Последние слова были сказаны уже в передней. Порфирий Петрович проводил их до самой двери чрезвычайно любезно. Оба вышли мрачные и хмурые на улицу и несколько шагов не говорили ни слова. Раскольников глубоко перевел дыхание...
- ...Не верю! Не могу верить! - повторял озадаченный Разумихин, стараясь всеми силами опровергнуть доводы Раскольникова. Они подходили уже к нумерам Бакалеева, где Пульхерия Александровна и Дуня давно поджидали их. Разумихин поминутно останавливался дорогою в жару разговора, смущенный и взволнованный уже тем одним, что они в первый раз заговорили об этом ясно.
- Не верь! - отвечал Раскольников с холодною и небрежною усмешкой, - ты, по своему обычаю, не замечал ничего, а я взвешивал каждое слово.
- Ты мнителен, потому и взвешивал... Гм... действительно, я согласен, тон Порфирия был довольно странный, и особенно этот подлец Заметов!.. Ты прав, в нем что-то было, - но почему? Почему?
- За ночь передумал.
- Но напротив же, напротив! Если б у них была эта безмозглая мысль, так они бы всеми силами постарались ее припрятать и скрыть свои карты, чтобы потом поймать... А теперь - это нагло и неосторожно!
- Если б у них были факты, то есть настоящие факты, или хоть сколько-нибудь основательные подозрения, тогда бы они действительно постарались скрыть игру: в надежде еще более выиграть (а впрочем, давно бы уж обыск сделали!). Но у них нет факта, ни одного, - всё мираж, всё о двух концах, одна идея летучая - вот они и стараются наглостью сбить. А может, и сам озлился, что фактов нет, с досады прорвался. А может, и намерение какое имеет... Он человек, кажется, умный... Может, напугать меня хотел тем, что знает... Тут, брат, своя психология... А впрочем, гадко это всё объяснять. Оставь!
- И оскорбительно, оскорбительно! Я понимаю тебя! Но... так как мы уже теперь заговорили ясно (а это отлично, что заговорили наконец ясно, я рад!) - то уж я тебе прямо теперь признаюсь, что давно это в них замечал, эту мысль, во всё это время, разумеется, в чуть-чутошном только виде, в ползучем, но зачем же хоть и в ползучем! Как они смеют? Где, где у них эти корни таятся? Если б ты знал, как я бесился! Как: из-за того, что бедный студент, изуродованный нищетой и ипохондрией, накануне жестокой болезни с бредом, уже, может быть, начинавшейся в нем (заметь себе!), мнительный, самолюбивый, знающий себе цену, и шесть месяцев у себя в углу никого не видавший, в рубище и в сапогах без подметок, - стоит перед какими-то кварташками и терпит их надругательство; а тут неожиданный долг перед носом, просроченный вексель с надворным советником Чебаровым, тухлая краска, тридцать градусов Реомюра, спертый воздух, куча людей, рассказ об убийстве лица, у которого был накануне, и всё это - на голодное брюхо! Да как тут не случиться обмороку! И на этом-то, на этом всё основать! Черт возьми! Я понимаю, что это досадно, но на твоем месте, Родька, я бы захохотал всем в глаза, или лучше: на-пле-вал бы всем в рожу, да погуще, да раскидал бы на все стороны десятка два плюх, умненько, как и всегда их надо давать, да тем бы и покончил. Плюнь! Ободрись! Стыдно!

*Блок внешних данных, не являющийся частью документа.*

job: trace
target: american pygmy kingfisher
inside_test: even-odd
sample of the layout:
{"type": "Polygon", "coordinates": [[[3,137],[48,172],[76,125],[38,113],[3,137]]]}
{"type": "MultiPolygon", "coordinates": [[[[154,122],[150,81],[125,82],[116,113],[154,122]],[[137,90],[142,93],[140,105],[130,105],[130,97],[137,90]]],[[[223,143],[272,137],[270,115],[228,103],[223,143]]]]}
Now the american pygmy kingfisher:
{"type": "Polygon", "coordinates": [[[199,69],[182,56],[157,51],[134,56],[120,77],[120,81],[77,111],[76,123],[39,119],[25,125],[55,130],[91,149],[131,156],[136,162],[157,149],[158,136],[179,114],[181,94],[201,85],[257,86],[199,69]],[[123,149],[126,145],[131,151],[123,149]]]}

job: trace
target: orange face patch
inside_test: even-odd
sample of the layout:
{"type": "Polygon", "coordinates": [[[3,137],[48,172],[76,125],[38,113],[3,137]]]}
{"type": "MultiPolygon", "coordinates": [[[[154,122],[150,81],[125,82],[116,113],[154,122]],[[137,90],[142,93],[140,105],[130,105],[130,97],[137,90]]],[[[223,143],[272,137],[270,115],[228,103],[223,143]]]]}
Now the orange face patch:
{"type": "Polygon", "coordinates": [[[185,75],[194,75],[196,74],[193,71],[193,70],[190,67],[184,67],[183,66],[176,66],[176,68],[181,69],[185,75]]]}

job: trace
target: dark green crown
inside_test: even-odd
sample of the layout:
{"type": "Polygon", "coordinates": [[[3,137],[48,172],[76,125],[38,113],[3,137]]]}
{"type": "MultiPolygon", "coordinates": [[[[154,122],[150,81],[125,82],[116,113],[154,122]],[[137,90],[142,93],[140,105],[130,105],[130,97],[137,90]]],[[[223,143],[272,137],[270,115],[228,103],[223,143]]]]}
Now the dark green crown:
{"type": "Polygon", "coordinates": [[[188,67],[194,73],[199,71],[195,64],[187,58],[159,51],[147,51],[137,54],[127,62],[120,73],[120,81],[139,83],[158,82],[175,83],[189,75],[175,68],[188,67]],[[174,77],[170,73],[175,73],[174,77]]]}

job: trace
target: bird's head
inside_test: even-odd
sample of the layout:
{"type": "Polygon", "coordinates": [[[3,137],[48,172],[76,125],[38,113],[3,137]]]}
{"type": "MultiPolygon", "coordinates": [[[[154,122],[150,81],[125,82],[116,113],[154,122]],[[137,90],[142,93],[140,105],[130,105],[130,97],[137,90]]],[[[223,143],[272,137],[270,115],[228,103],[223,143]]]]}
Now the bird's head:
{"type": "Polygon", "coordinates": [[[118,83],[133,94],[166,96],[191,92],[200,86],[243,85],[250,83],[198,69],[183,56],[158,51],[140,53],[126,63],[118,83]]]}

"Он, однако ж, это хорошо изложил", - подумал Раскольников.
- Плюнь? А завтра опять допрос! - проговорил он с горечью, - неужели ж мне с ними в объяснение войти? Мне и то досадно, что вчера я унизился в трактире до Заметова...
- Черт возьми! Пойду сам к Порфирию! И уж прижму ж я его, по-родственному; пусть выложит мне всё до корней! А уж Заметова...
"Наконец-то догадался!" - подумал Раскольников.
- Стой! - закричал Разумихин, хватая вдруг его за плечо, - стой! Ты наврал! Я надумался: ты наврал! Ну какой это подвох? Ты говоришь, что вопрос о работниках был подвох? Раскуси: ну если б это ты сделал, мог ли б ты проговориться, что видел, как мазали квартиру... и работников? Напротив: ничего не видал, если бы даже и видел! Кто ж сознается против себя?
- Если б я то дело сделал, то уж непременно бы сказал, что видел и работников и квартиру, - с неохотою и с видимым отвращением продолжал отвечать Раскольников.
- Да зачем же против себя говорить?
- А потому, что только одни мужики, иль уж самые неопытные новички, на допросах прямо и сряду во всем запираются. Чуть-чуть же человек развитой и бывалый, непременно и по возможности старается сознаться во всех внешних и неустранимых фактах; только причины им другие подыскивает, черту такую свою, особенную и неожиданную ввернет, которая совершенно им другое значение придаст и в другом свете их выставит. Порфирий мог именно рассчитывать, что я непременно буду так отвечать и непременно скажу, что видел, для правдоподобия, и при этом вверну что-нибудь в объяснение...
- Да ведь он бы тебе тотчас и сказал, что за два дня работников там и быть не могло и что, стало быть, ты именно был в день убийства, в восьмом часу. На пустом бы и сбил!
- Да на это-то он и рассчитывал, что я не успею сообразить, и именно поспешу отвечать правдоподобнее да и забуду, что за два дня работников быть не могло.
- Да как же это забыть?
- Всего легче! На таких-то пустейших вещах всего легче и сбиваются хитрые-то люди. Чем хитрей человек, тем он меньше подозревает, что его на простом собьют. Хитрейшего человека именно на простейшем надо сбивать. Порфирий совсем не так глуп, как ты думаешь...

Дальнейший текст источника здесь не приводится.